Elle affirme qu’il s’agit de mettre l’accent sur la nécessité d’améliorer la compréhension du problème mondial de la drogue. Une meilleure connaissance de ces questions permettrait de renforcer la coopération internationale et de limiter les conséquences de l’abus des drogues et du trafic sur la santé des individus, ainsi que sur la gouvernance et la sécurité.
Ghania Keddache estime que la stratégie 2020-2024 de lutte contre la drogue introduit la recherche scientifique et universitaire, afin de s’impliquer dans la mise en place de solutions contre le trafic et la consommation de drogue.
Cette stratégie est axée essentiellement sur la prévention et la sensibilisation aux dangers des stupéfiants, les soins et la réduction de l’offre et de la demande en matière de drogue.

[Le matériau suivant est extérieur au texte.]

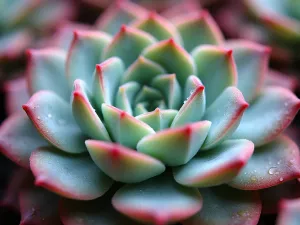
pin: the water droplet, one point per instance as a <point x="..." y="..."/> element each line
<point x="272" y="170"/>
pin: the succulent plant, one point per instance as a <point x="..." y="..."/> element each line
<point x="281" y="20"/>
<point x="160" y="121"/>
<point x="23" y="21"/>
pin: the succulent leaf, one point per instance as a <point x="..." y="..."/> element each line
<point x="53" y="118"/>
<point x="128" y="44"/>
<point x="217" y="166"/>
<point x="276" y="108"/>
<point x="173" y="58"/>
<point x="198" y="28"/>
<point x="84" y="54"/>
<point x="107" y="77"/>
<point x="175" y="146"/>
<point x="270" y="165"/>
<point x="221" y="72"/>
<point x="46" y="71"/>
<point x="169" y="203"/>
<point x="226" y="206"/>
<point x="85" y="115"/>
<point x="123" y="128"/>
<point x="18" y="138"/>
<point x="123" y="164"/>
<point x="143" y="66"/>
<point x="158" y="119"/>
<point x="251" y="62"/>
<point x="58" y="172"/>
<point x="225" y="114"/>
<point x="158" y="27"/>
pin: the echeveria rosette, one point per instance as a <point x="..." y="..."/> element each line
<point x="280" y="18"/>
<point x="183" y="128"/>
<point x="22" y="22"/>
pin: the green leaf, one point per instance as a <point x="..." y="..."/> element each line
<point x="94" y="212"/>
<point x="53" y="118"/>
<point x="198" y="28"/>
<point x="268" y="116"/>
<point x="68" y="175"/>
<point x="175" y="146"/>
<point x="216" y="69"/>
<point x="119" y="13"/>
<point x="158" y="27"/>
<point x="270" y="165"/>
<point x="159" y="200"/>
<point x="251" y="62"/>
<point x="217" y="166"/>
<point x="289" y="212"/>
<point x="123" y="128"/>
<point x="225" y="114"/>
<point x="107" y="77"/>
<point x="128" y="44"/>
<point x="168" y="85"/>
<point x="158" y="119"/>
<point x="18" y="138"/>
<point x="85" y="115"/>
<point x="193" y="108"/>
<point x="46" y="71"/>
<point x="125" y="96"/>
<point x="142" y="71"/>
<point x="173" y="58"/>
<point x="38" y="206"/>
<point x="84" y="53"/>
<point x="123" y="164"/>
<point x="227" y="206"/>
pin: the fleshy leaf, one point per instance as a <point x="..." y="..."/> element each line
<point x="173" y="58"/>
<point x="53" y="118"/>
<point x="94" y="212"/>
<point x="128" y="44"/>
<point x="125" y="96"/>
<point x="271" y="196"/>
<point x="158" y="119"/>
<point x="227" y="206"/>
<point x="221" y="72"/>
<point x="198" y="28"/>
<point x="85" y="115"/>
<point x="84" y="53"/>
<point x="148" y="94"/>
<point x="18" y="138"/>
<point x="123" y="164"/>
<point x="71" y="176"/>
<point x="123" y="128"/>
<point x="142" y="71"/>
<point x="289" y="212"/>
<point x="271" y="113"/>
<point x="170" y="88"/>
<point x="270" y="165"/>
<point x="16" y="94"/>
<point x="217" y="166"/>
<point x="251" y="61"/>
<point x="38" y="206"/>
<point x="46" y="71"/>
<point x="119" y="13"/>
<point x="107" y="78"/>
<point x="146" y="202"/>
<point x="175" y="146"/>
<point x="225" y="114"/>
<point x="193" y="108"/>
<point x="158" y="27"/>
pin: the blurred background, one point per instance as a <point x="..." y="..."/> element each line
<point x="33" y="24"/>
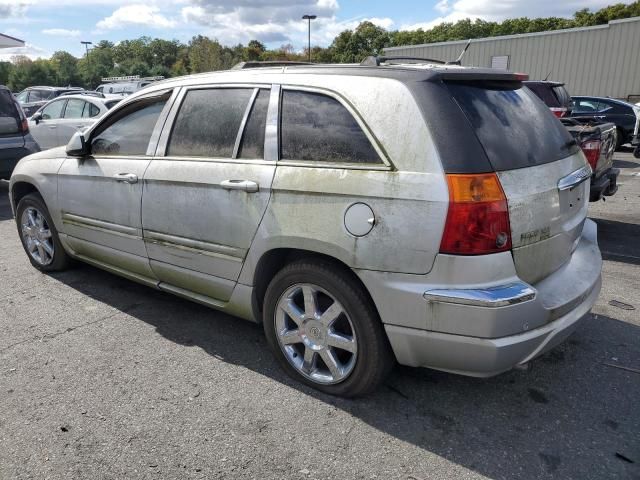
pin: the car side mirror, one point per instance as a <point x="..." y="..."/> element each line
<point x="78" y="146"/>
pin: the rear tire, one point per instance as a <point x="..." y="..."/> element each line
<point x="324" y="330"/>
<point x="39" y="236"/>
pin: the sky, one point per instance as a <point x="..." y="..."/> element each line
<point x="50" y="25"/>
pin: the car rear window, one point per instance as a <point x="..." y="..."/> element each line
<point x="515" y="128"/>
<point x="564" y="99"/>
<point x="9" y="121"/>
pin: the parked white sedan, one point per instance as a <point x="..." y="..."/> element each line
<point x="56" y="122"/>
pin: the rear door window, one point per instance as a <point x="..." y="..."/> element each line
<point x="90" y="110"/>
<point x="39" y="95"/>
<point x="252" y="144"/>
<point x="53" y="110"/>
<point x="514" y="127"/>
<point x="74" y="108"/>
<point x="317" y="127"/>
<point x="208" y="122"/>
<point x="8" y="114"/>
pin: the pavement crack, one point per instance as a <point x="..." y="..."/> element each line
<point x="57" y="334"/>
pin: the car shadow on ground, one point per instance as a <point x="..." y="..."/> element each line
<point x="568" y="416"/>
<point x="619" y="241"/>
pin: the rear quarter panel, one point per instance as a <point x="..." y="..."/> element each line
<point x="409" y="200"/>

«L’objectif est de garantir les soins aux personnes souffrant de dépendance en œuvrant à réduire la consommation et à minimiser les impacts sociaux et sanitaires», explique-t-elle.
Elle déclare que plusieurs données sont prises en compte dans l’élaboration de cette stratégie, y compris les résultats de l’étude sur la toxicomanie en milieux scolaire et universitaire, l’évaluation de la stratégie 2011-2015, les quantités saisies par les services de sécurité, les décisions de justice et le nombre d’individus arrêtés, ainsi que le nombre de toxicomanes pris en charge par les services sanitaires.
Qualifiant la dépendance à la drogue de «maladie chronique», elle reconnaît une hausse sensible en matière des saisies à travers le territoire national par rapport aux années précédentes, et révélé que les individus poursuivis pour consommation de stupéfiants sont principalement des jeunes de 25 à 45 ans.
De son côté, le directeur du service central de lutte contre le trafic de drogue auprès de la DGSN, le commissaire divisionnaire Djamel Guessoum, a mis en avant les efforts fournis par la Sûreté nationale dans la lutte contre le trafic de drogue, à travers la mise en place d’un plan axé sur la prévention et la répression.
«Des cellules d’écoute et d’orientation ont été créées au niveau des 48 sûretés de wilaya, pour la prise en charge des jeunes malades et toxicomanes. La DGSN a également mis en place un service cybernétique pour venir en aide aux éléments de la police pour l’éradication de la propagation du fléau de la drogue», se félicite le commissaire divisionnaire.
Les services de la police judiciaire ont procédé, durant les cinq premiers mois de l’année, à la saisie de quelque 2,7 tonnes de kif traité, plus 985.000 comprimés psychotropes, 1,1 kg de cocaïne et 16 grammes d’héroïne. Les enquêtes ont donné lieu à l’arrestation de 23.00 personnes impliquées dans 19.340 affaires.
En 2019, les mêmes services ont mis la main sur 8,6 tonnes de kif traité, plus de 1,6 million comprimés psychotropes, un peu plus de 10 kg de cocaïnes et 304 grammes d’héroïnes, et interpellé 39.684 personnes impliquées dans 32.266 affaires de trafic et consommation de drogue.